EMPERYALİZMİN PİYONLARI

Kapitalizm her zaman kendi ordusunu kullanmaz. Özellikle son yıllarda piyon askerleri, piyon örgütleri kullanır oldu. Bu amaçla ya terör örgütlerini ya da paralı askerleri kullanır oldu. PKK, odur, FETO odur, IŞİD odur.

Ülkelere dirlik düzenlik vermez. Etnik kimlik üzerinden, dini inançlar üzerinden oyunlar oynar. Milletleri böler, parçalar; milli devletleri yok eder.

Türkiye’de akan bu kanların müsebbibi de emperyalizmdir ve onun uşağı olan, kompradorlar, bölücüler, inanç sömürücüleridir.

ZAFER BİRLİKTEN GEÇER

Saldırı milli devletimizedir, milli birliğimizedir, vatanımızadır, toprağımızadır, zenginliklerimizedir, derelerimizedir, ormanlarımızadır, canlarımızadır, evlatlarımızadır.

Para için, kâr için, daha fazla kazanç için canlarımıza kıyan bu emperyalizme karşı tek yürek, tek bilek olmalıyız.

Bu dış düşmana karşı durmak için içimizdeki hainlere karşı uyanık olmalıyız. Unutmayalım, iç cephe düşmeden dış cephe düşmez.
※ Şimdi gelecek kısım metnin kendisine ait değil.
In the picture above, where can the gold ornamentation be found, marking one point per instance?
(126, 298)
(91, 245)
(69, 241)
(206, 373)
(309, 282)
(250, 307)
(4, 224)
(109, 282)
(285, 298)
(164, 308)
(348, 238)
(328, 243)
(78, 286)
Emperyalizm bize karşı cephe almış; etrafına bölücüleri, hainleri, vatansızları toplamış. Biz de tüm vatanseverler olarak etnik kimlik, mezhep, siyasi parti ayırımı yapmadan Türkiye cephesinde birleşelim.


Zafer, haksızlığa karşı bir ve beraber savaşanların olacaktır.